Many of our patients had been on NSAIDs and in a few cases oral prednisolone before presentation. Suitable adjustments were made in these drugs and all patients were commenced on subcutaneous or oral methotrexate according to our local policy. Intra-articular steroids were administered in few cases. The only JIA-suitable biologic available in Nigeria is etanercept and only one in six patients eligible for it were able to afford it. Affordability of biologics and other emerging treatment modalities for JIA is a huge barrier to the optimal treatment of Nigerian patients. The only other biologic currently available in Nigeria, rituximab, has not been approved for JIA but anecdotal reports have documented its efficacy in refractory SoJIA 21.

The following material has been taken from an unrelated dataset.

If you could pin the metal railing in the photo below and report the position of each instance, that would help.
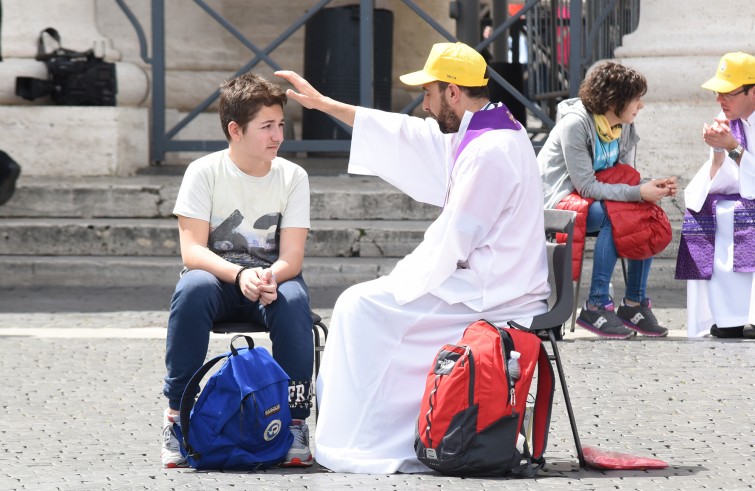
(562, 37)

Mortality in JIA has been shown to be higher than in the general population, and especially, higher among individuals with SoJIA than other subtypes 22. Davies et al 22 observed that the standardized mortality rate among 693 JIA cases was 7.3 (95% CI: 2.9-15) while the standardized mortality rate among 99 systemic JIA cases was 21.7 (95% CI: 5.9-55.4). The mortalities in our study were attributable to infection and suspected MAS. Previous studies have documented infection, MAS, and renal failure from amyloidosis as the major causes of death 22, 23. The Limitations of this study include the fact that the actual outcomes of these cases are likely to have been poorly appreciated due to the high proportion of patients lost to follow up. Also, our findings will have limited generalizability due to the few cases involved and the retrospective nature of the study.

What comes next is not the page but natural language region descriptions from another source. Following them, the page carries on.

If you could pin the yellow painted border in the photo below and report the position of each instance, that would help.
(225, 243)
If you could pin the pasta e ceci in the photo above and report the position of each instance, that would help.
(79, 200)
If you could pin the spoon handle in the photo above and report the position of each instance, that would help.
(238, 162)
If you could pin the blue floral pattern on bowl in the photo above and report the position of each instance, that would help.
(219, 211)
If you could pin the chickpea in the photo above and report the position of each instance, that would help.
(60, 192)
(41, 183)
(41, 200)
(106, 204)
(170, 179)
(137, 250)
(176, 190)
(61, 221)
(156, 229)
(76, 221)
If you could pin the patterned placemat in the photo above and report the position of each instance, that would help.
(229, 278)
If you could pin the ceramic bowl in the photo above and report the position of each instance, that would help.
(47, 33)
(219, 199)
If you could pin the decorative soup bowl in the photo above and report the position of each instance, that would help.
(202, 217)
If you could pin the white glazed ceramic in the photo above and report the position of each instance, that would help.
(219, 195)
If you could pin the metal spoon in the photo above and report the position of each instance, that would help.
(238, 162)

JIA may not be so rare in Nigeria and the complete absence of paediatric rheumatologists in the country may have contributed to the low awareness and detection of these diseases among clinicians. Similar to many other reports from across Africa, PJIA constitutes the largest proportion of JIA among Nigerian patients. The care of these patients is plagued with several challenges including the often late presentation, high disease activities, lack of adequate healthcare financing and resources and the scarcity of specialists. Prospective studies on the subject will be helpful to determine the true burden and course of JIA among Nigerians.